Ping (ICMP)
Fix a disabled Ping (ICMP) protocol on your Bitping Node — raw socket permissions, firewalls, and platform-specific gotchas
Overview
The Ping (ICMP) protocol sends ICMP echo requests to measure latency and packet loss. Because ICMP runs below the TCP/UDP layer, it needs elevated privileges to open the underlying raw socket — this is the most common reason ping shows as disabled.
Grant Raw Socket Access
Linux — run the node with sudo, or grant the binary the CAP_NET_RAW capability so it can open raw sockets without root:
sudo setcap cap_net_raw+ep $(which bitpingd)
If running via Docker, ensure the container has the NET_RAW capability.
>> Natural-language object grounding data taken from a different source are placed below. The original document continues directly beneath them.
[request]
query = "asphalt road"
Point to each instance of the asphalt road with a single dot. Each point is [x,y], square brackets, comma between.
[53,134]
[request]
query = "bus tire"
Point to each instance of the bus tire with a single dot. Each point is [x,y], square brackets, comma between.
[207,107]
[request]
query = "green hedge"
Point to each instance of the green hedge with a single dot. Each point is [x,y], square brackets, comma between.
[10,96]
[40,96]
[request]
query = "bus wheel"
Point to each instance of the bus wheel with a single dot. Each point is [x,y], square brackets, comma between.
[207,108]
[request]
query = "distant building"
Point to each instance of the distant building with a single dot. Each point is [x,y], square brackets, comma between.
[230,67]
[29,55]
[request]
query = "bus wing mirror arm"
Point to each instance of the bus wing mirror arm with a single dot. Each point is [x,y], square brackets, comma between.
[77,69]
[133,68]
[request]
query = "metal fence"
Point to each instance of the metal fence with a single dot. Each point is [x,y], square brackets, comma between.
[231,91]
This is included by default in most Docker configurations but may be dropped if you’re using a restricted security profile (e.g. seccomp default, --cap-drop=ALL).
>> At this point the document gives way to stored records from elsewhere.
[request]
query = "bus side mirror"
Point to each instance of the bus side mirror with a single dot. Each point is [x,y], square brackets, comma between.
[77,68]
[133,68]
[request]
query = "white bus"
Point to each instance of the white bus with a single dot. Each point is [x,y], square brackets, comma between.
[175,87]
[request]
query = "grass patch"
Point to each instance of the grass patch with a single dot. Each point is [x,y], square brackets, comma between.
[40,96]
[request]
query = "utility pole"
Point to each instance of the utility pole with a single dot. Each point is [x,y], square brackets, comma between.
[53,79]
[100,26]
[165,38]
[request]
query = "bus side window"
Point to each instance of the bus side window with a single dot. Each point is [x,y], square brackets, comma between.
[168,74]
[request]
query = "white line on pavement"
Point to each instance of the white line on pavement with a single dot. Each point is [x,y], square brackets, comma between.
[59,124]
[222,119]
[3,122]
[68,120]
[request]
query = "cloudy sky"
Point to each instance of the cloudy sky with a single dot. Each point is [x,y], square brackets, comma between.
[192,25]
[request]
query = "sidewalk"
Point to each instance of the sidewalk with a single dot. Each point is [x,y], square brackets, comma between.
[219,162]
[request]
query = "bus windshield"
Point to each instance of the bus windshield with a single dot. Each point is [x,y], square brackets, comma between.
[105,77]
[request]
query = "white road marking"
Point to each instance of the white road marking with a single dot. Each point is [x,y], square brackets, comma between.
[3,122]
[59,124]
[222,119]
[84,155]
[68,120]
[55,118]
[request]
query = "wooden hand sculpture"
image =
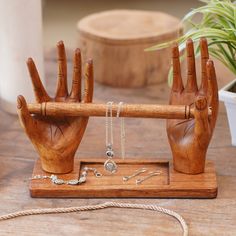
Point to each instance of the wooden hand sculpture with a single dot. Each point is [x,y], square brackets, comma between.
[189,139]
[57,138]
macOS — run the node with sudo, or install via the Bitping Desktop app which requests the necessary permissions at install time.
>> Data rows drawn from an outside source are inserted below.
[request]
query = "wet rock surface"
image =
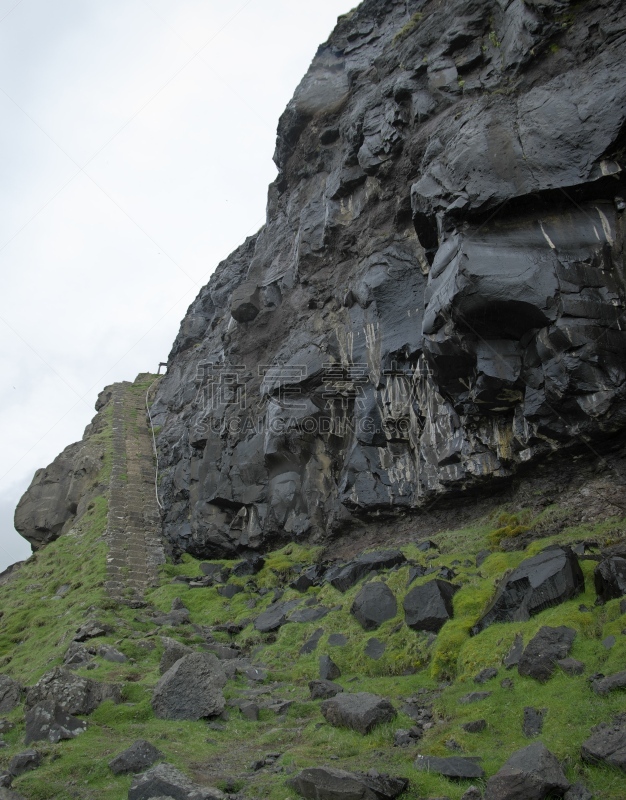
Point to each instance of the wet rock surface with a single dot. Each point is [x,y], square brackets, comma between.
[361,711]
[539,582]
Windows — run the node as Administrator.
Check Your Firewall
Some firewalls or network configurations block outbound ICMP traffic entirely. Confirm ICMP echo requests are allowed to reach the public internet:
ping -c 4 1.1.1.1
If this fails but curl https://1.1.1.1 works, ICMP is being filtered. Check:
- Local firewall rules (
ufw,iptables,nftableson Linux; Windows Defender Firewall; macOS Application Firewall) - Router or carrier-level filtering (some ISPs and mobile carriers drop ICMP on certain interfaces)
- Corporate / school networks frequently block outbound ICMP entirely — this is a network policy, not a node bug
Still Disabled After Granting Permissions?
If you’ve granted raw socket access and ping still shows disabled, restart the node — capability checks run once at startup and won’t pick up new permissions until the process restarts.